We are optimistic that the cumulative effect of these measures will among other things, assist the Government meet its financial obligations, notably the payment of salaries, fully and on time. The humanitarian situation currently obtaining in South Sudan is difficult and continues to demand robust intervention. Acting in concert with the international community the Government has managed to ameliorate the level of suffering engendered by the humanitarian crisis.
The Government constantly strives to remove bottlenecks constraining the timely delivery of humanitarian assistance to needy communities. Inter-communal conflicts over access to pastures and water among pastoralist and agro-pastoral communities have been largely exacerbated by the proliferation of small arms among the civil population.
Ultimately it becomes imperative that these illegal arms are collected and disposed of in a manner that ensures they never find their way back again into the hands of those from whom they were taken in the first place. The ongoing disarmament process that is regulated by law is essentially a peaceful exercise whereby Chiefs and Traditional leaders solicit the voluntary surrender of weapons from their people.
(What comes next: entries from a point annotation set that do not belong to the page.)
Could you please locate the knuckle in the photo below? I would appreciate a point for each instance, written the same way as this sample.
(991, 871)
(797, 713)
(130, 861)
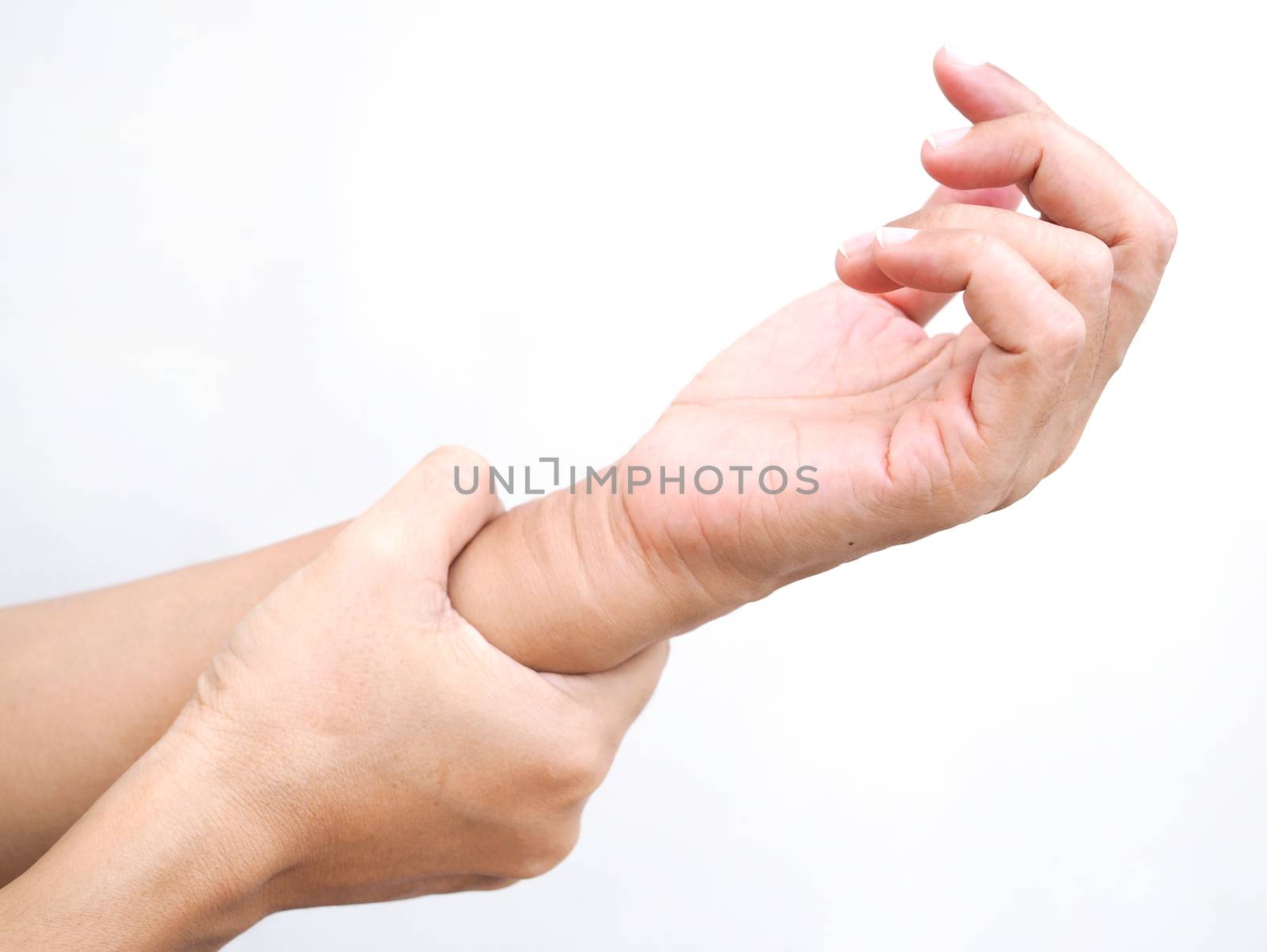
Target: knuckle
(546, 850)
(578, 768)
(1036, 126)
(1064, 333)
(1167, 230)
(445, 458)
(1095, 260)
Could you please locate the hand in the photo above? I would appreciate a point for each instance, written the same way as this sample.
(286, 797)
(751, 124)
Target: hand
(911, 434)
(383, 747)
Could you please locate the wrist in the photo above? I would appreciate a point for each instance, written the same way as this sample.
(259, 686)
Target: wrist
(567, 584)
(169, 859)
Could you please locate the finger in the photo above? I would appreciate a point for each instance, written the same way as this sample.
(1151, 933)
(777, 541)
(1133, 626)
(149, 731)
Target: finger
(616, 698)
(1036, 333)
(1077, 265)
(853, 255)
(981, 90)
(857, 250)
(1077, 184)
(920, 306)
(424, 523)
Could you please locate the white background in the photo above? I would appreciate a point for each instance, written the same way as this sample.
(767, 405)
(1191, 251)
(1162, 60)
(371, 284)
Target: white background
(257, 259)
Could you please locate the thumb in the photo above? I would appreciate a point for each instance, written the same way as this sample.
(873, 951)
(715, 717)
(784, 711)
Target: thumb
(616, 698)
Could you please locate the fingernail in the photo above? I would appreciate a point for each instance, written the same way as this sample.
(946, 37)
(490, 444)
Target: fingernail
(849, 247)
(963, 57)
(948, 137)
(888, 238)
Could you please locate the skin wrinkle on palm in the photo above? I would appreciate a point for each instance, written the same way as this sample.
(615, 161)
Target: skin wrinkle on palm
(910, 435)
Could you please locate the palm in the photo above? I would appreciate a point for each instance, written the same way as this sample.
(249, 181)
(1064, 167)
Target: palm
(838, 380)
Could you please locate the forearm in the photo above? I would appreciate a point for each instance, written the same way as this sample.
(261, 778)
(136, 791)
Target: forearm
(90, 681)
(564, 585)
(160, 863)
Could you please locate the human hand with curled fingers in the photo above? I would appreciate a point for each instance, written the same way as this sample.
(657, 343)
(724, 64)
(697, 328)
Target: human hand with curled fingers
(906, 434)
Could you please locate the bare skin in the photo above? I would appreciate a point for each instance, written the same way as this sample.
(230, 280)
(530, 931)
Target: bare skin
(354, 741)
(909, 434)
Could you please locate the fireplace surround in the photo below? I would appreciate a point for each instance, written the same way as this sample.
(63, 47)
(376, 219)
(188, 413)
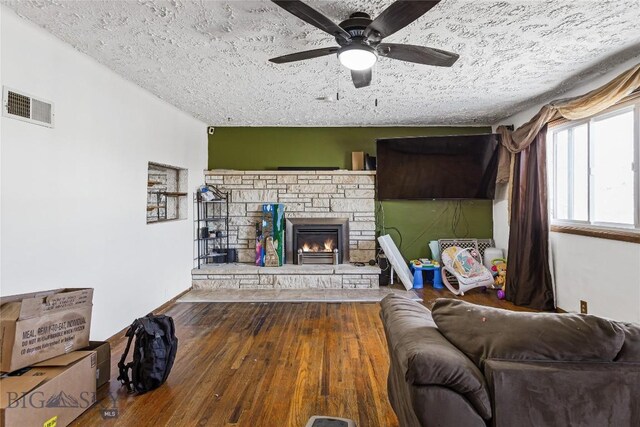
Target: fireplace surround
(317, 240)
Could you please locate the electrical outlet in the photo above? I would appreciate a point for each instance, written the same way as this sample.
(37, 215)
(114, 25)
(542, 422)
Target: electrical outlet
(583, 307)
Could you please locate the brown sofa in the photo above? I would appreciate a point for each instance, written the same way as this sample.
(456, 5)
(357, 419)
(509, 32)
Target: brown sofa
(469, 365)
It is hoped that this endeavor will succeed and the Government will not be compelled to have recourse to coercive measures to strip the civil population of these weapons. However, in the event that the use of force becomes unavoidable the Government will not hesitate to use it to save lives and preserve law and order.
And such action if at all needed, will be carried out meanwhile strictly observing fundamental human rights. The Government of South Sudan cannot reflect on the humanitarian situation without pausing to express its profound gratitude to the international community for all that it has done thus far to mitigate the crisis.
We thank the United Nations, its Agencies and the international NGO community for the action they have taken to date, to ease the plight of the thousands that have been uprooted from their homes in Jonglei State and Pibor Administrative area by a combination of violent conflict and devastating floods. Given the recurrent nature of the phenomenon of flooding in those areas, we urge continued support in helping devise more durable solutions so that flooding and its attendant woes in flood-prone areas of South Sudan becomes a thing of the past.